Genau dieser Forderung nach mehr Eigeninitiative und Partizipation trägt LEADER ja Rechnung. Schon bei der Erstellung der lokalen Entwicklungsstrategien wird darauf geachtet, dass die lokale Bevölkerung ausreichend eingebunden ist. Die lokalen Aktionsgruppen bekommen in der neuen Periode wesentlich mehr Spielraum. Zusätzliche Gestaltungsfreiheit bringt natürlich auch mehr Verantwortung. Jede lokale Aktionsgruppe muss transparent arbeiten, sich laufend hinterfragen und Interessenskonflikte vermeiden. Damit wird die Eigeninitiative der Bevölkerung gefördert und gefordert. Gerade im ländlichen Raum sind Eigenverantwortung und Eigeninitiative wichtige Tugenden, die wir hegen und pflegen müssen. Lebendige bürgergesellschaftliche Wurzeln und eine intelligente Anreizpolitik – das ist die Erfolgskombination für den ländlichen Raum. Der Staat soll dem Engagement der Menschen nicht im Weg stehen. Ich stehe für den „Partner Staat“, der Engagement fördert – und nicht für den „Vater Staat“, der die Bürgerinnen und Bürger nur bevormundet.

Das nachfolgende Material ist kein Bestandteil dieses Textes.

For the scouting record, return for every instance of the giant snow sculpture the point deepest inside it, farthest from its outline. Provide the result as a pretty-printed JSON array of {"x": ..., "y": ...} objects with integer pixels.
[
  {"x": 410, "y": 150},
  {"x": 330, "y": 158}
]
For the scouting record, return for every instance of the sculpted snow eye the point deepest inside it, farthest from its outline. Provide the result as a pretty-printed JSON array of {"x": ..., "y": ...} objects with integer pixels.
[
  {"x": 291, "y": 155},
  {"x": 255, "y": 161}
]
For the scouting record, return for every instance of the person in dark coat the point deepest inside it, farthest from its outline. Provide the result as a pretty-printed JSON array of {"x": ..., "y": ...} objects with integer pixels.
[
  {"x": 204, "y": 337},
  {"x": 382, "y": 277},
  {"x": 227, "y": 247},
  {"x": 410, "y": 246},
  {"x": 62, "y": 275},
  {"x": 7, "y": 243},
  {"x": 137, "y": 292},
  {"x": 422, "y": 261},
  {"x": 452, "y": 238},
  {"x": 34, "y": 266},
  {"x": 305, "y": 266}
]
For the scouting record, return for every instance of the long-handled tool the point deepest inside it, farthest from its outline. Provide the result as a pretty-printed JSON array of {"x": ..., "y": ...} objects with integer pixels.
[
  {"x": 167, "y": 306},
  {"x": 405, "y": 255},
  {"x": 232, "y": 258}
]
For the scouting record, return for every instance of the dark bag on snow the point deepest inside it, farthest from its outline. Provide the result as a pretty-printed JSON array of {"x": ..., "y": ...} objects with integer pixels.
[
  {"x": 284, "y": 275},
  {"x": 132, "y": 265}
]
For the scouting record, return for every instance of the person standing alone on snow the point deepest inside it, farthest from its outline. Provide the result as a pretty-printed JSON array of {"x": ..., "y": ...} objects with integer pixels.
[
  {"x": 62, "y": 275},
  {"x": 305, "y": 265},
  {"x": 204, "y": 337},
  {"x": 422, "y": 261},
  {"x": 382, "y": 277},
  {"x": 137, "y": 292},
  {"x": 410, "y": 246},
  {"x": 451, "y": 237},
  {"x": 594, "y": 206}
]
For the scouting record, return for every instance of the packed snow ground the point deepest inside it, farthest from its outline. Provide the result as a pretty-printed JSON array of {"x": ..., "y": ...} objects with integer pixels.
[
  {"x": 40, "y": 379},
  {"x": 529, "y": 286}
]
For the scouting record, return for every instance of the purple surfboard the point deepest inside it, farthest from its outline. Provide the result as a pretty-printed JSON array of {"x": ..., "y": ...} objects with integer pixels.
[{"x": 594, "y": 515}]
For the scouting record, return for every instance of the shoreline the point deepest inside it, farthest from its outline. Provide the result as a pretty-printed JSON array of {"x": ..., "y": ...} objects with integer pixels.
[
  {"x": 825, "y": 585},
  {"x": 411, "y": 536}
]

Als in einer Gemeinde im Waldviertel der letzte Nahversorger zusperrte, übernahmen die Gemeindebewohner den Laden auf Vereinsbasis. Das ist doch genau der Spirit des LEADER-Projekts oder?
Das ist ein ausgezeichnetes Beispiel dafür, wie sich die örtliche Bevölkerung einbringen kann und warum LEADER-Projekte so wichtig sind. LEADER ermöglicht innovative Ansätze, die durch die Zusammenarbeit der Menschen vor Ort gestützt werden – das ist eine optimale Voraussetzung für nachhaltige Entwicklung.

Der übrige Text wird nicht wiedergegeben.